Aumentam as ofertas de áudio de alta resolução nos serviços de streaming (e fica a pergunta no ar se alguém ainda se interessa por isso).
Por anos a fio o áudio de alta resolução, conhecido como “Hi-Res Audio”, se tornou um nicho cultivado pela comunidade que perseguiu a vida inteira pelo chamado “som absoluto”, ou seja, aquele que mais se aproxima de instrumentos musicais ao vivo.
O assunto me veio à baila por esses dias por dois motivos: o primeiro, relativo ao lançamento neste mês de junho do Apple Music, que promete streaming de alta resolução, e o segundo por uma torrente de vídeos no YouTube desqualificando todos os formatos, ou a maioria deles. Esses vídeos chegam a mim, porque o Google rastreia os assuntos que eu eventualmente pesquiso e “recomenda” uma série de vídeos pertinentes. Não posso me queixar.
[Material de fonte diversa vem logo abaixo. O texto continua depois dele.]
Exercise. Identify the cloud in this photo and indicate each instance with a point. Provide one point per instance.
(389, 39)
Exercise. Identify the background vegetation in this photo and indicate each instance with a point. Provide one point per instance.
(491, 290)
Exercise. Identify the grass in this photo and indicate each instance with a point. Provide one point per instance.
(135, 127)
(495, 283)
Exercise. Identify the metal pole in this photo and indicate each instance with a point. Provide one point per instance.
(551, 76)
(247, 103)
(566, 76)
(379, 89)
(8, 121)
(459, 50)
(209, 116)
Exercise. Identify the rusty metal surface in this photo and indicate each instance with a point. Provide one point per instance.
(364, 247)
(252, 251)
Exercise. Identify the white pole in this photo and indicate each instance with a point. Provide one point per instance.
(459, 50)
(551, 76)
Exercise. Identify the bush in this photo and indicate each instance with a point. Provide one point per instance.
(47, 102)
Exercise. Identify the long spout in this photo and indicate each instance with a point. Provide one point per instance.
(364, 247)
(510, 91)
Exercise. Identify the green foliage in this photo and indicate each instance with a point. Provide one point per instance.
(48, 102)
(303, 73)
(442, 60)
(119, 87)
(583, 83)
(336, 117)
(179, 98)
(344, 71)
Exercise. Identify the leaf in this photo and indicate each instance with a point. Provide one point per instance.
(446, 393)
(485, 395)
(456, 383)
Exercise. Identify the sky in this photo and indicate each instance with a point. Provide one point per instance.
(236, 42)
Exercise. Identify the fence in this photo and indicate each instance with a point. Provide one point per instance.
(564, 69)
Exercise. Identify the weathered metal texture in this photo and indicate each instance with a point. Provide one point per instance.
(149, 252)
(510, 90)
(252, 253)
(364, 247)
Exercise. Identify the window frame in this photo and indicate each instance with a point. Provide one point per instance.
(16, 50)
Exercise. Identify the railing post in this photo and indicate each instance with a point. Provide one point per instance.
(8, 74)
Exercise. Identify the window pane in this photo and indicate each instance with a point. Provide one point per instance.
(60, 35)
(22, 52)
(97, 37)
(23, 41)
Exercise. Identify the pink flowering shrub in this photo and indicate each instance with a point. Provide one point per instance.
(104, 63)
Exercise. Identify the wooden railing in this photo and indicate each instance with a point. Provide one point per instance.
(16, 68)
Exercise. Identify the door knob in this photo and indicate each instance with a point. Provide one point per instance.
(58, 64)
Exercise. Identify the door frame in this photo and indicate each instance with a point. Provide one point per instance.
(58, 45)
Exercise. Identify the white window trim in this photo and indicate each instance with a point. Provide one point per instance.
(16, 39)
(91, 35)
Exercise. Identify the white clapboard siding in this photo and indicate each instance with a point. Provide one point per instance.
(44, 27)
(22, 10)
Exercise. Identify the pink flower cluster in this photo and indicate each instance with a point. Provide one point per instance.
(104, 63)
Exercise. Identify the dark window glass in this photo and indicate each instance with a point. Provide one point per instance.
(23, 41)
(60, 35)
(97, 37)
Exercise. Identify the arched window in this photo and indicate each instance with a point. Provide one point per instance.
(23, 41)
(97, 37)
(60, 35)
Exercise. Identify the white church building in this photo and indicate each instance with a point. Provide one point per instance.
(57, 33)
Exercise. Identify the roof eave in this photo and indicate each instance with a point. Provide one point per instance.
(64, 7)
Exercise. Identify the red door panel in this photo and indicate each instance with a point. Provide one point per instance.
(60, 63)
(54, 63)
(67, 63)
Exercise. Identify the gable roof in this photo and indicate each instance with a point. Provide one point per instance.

Por anos a fio eu vinha perseguindo a vontade de comprar, baixar e depois passar para uma mídia ótica (DVD-Audio/Video), que é ainda a melhor forma de preservar o conteúdo. Mas, acabei esbarrando em problemas de direitos autorais. No site HDTracks, por exemplo, eles me disseram que por estar no Brasil eu não poderia comprar downloads por lá.
O mesmo me disse a Qobuz, apesar de que neste último eu havia comprado um download com “qualidade de CD”, isto é, 44.1 kHz e 16 bits, sem problema algum. Na segunda compra a alegação de não vender foi a mesma do site anterior. E em ambos os casos eu recorri a amigos para trazer o que me interessava.
Durante anos, eu usei um programa chamado HD-Audio Solo Ultra, fornecido pela Cirlinca, que chegou até a versão 4.4, mas depois a empresa fechou e descontinuou o programa. A ativação era on-line, mas o servidor também fechou, e quase que por milagre eu ainda consigo usá-lo quando preciso.
O HD-Audio Solo Ultra fez tudo o que eu precisava: ele trabalha com CD, DVD e Blu-Ray. Permite montar um disco multicanal a partir dos canais separados. Houve uma época em que eu rodei scripts do Adobe Audition, vindos do pessoal dedicado ao som quadrafônico, e com eles eu montei alguns discos quadrafônicos em DVD-Audio, a partir de elepês quadrafônicos antigos.
Quando certas críticas são exageradas ou sem fundamento
Alguns daqueles vídeos “recomendados” desqualificam o áudio de alta resolução de maneira categórica. Os mais ponderados argumentam, com certa razão, que basta a amostragem de um CD, 44.1 kHz com 16 bits de resolução, para se obter um áudio de boa qualidade.
Antes de mais nada, existem dois parâmetros importantes da tecnologia usada, a saber Áudio e Música de Alta Resolução, apresentadas em produtos com logos diferentes, e que não deveriam ser confundidos:
O primeiro deles refere-se ao hardware utilizado, enquanto que o segundo refere-se ao processo de transcrição e/ou reprodução propriamente dito. Desnecessário dizer que sem o primeiro não haverá o segundo per se.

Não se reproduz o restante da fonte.